I should apologize for my absence yesterday, but an explanation would involve details of family matters not at all related to Multiverser, and would thus raise the ire of people on all sides.

–M. J. Young

Format and Queue

September 2, 2008 in Blogs

It’s amazing how quickly that step actually went, and particularly since it could have gone so much faster had I known what I wanted to do before I started.

For convenience in locating specific sections, my Romans notes were written in table format.  Each chapter of the epistle was a new “section” in the word processing software, and each section was comprised of one three-column table–the leftmost column for the verse numbers and broad outline, giving the point and parameters of each paragraph, the middle column containing my translation of the text, and the right-hand and widest column giving the detailed analysis.  I had considered publishing it in that format, printed “landscape”, that is, eleven inches wide by eight and a half high, probably bound on the long side such that it would be more like a flip chart than a book.

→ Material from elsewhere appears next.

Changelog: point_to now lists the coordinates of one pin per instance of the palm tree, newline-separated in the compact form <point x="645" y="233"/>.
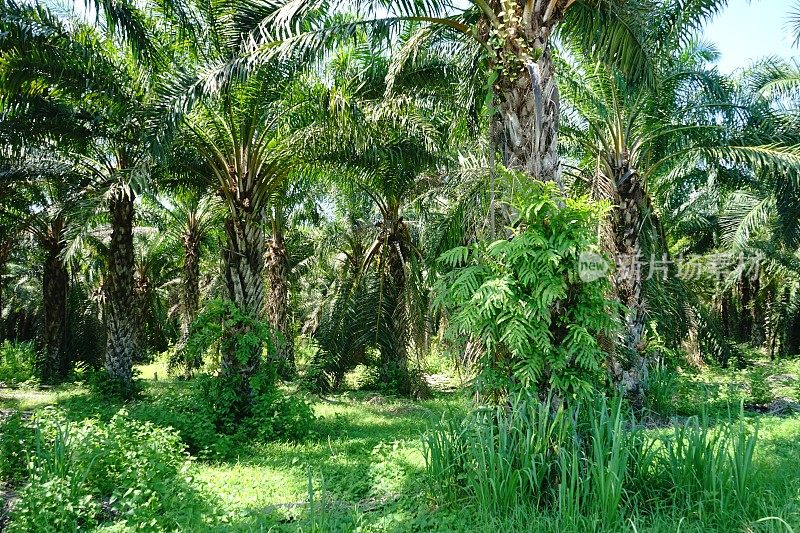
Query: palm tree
<point x="509" y="43"/>
<point x="634" y="138"/>
<point x="106" y="76"/>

However, there was more white space than I wanted, and even with the idea that users might wish to make notes I could not justify the expense of such a long book.  Instead, I decided to reformat it more traditionally, to a “portrait” layout, losing the tables and placing the outline, numbering, and translation between the sections of detail.  In doing so, I reduced the page count from near a thousand to under six hundred, so I obviously eliminated a great deal of white space.

There were several time-consuming aspects to this.  In particular, I wished to convert the tables to text such that there would be a double paragraph break at each cell break, but that was not an option of the conversion.  The simple solution was to choose a symbol which was not used anywhere in the text, use that symbol at the cell breaks, and then do a global replace of that symbol with the double paragraph break.  It worked, but at one point I forgot which symbol I was using and used one that was used in a few places in the text, so I had to return and correct those places where the replace should not have been made.

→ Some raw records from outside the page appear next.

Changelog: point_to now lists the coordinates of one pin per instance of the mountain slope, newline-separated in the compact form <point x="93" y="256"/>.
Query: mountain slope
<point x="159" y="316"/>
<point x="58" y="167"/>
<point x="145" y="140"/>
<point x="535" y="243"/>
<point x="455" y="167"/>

The other was that after I had reformatted all the tables to text, I realized that the verse numbers and translation text were not so easily distinguished from the commentary detail.  I thus had to go through and, verse by verse, reformat these.  I had to do some other reformatting at the same time, adjusting the line breaks, so I would have had to have done the verse by verse work anyway; but it would have saved several keystrokes on each verse had I reformatted that text while it was still in table layout rather than after the fact.  I made the decision that the table-to-text conversions had taken long enough that it would not be worth reversing them to save the time on the text formatting, but still spent quite a bit of time on it.  For what it’s worth, Romans, the longest of Paul’s epistles, has four hundred thirty-one verses plus a subscription (in the Greek manuscripts, the title and authorship and related information are appended to the end of a book), so I was at this for a while.

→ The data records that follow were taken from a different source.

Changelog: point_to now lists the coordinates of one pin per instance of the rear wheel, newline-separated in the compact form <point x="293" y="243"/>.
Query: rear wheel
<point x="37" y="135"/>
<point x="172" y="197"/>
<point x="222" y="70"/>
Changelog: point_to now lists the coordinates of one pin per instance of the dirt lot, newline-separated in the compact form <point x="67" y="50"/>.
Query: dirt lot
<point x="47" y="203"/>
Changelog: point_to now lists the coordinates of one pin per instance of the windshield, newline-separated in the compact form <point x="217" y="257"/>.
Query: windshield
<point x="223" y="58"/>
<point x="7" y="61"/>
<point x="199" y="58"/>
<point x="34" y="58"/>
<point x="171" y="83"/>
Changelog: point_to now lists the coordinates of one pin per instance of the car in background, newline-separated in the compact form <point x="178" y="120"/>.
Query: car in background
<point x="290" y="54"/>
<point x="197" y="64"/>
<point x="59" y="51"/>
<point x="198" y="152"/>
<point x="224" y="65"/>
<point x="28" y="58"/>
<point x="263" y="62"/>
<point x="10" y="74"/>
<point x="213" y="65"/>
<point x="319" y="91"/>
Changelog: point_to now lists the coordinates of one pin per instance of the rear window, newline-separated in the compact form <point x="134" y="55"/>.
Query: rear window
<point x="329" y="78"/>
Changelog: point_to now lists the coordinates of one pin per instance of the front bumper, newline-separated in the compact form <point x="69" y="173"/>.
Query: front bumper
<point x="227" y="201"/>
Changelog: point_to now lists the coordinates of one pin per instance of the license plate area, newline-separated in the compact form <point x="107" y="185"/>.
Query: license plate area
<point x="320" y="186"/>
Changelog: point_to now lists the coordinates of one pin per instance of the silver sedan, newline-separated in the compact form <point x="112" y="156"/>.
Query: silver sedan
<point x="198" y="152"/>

The result of this is, with the addition of a title page and the drafting of a brief forward, the Romans book is finished.  I will have to do the conversion to PDF, and upload it to the publisher, and design the cover (although being more on the lines of a “scholarly” work, a simple faux leatherette look with the title and author will be sufficient, so I need not hassle with cover art).

Of course, Do You Trust Me? is also waiting to be published, so I face the question of which to publish first–or whether to launch both at once.  That, though, is a decision that will have to wait until there is money in the bank, something that doesn’t happen easily in the beginning of September when school expenses hit.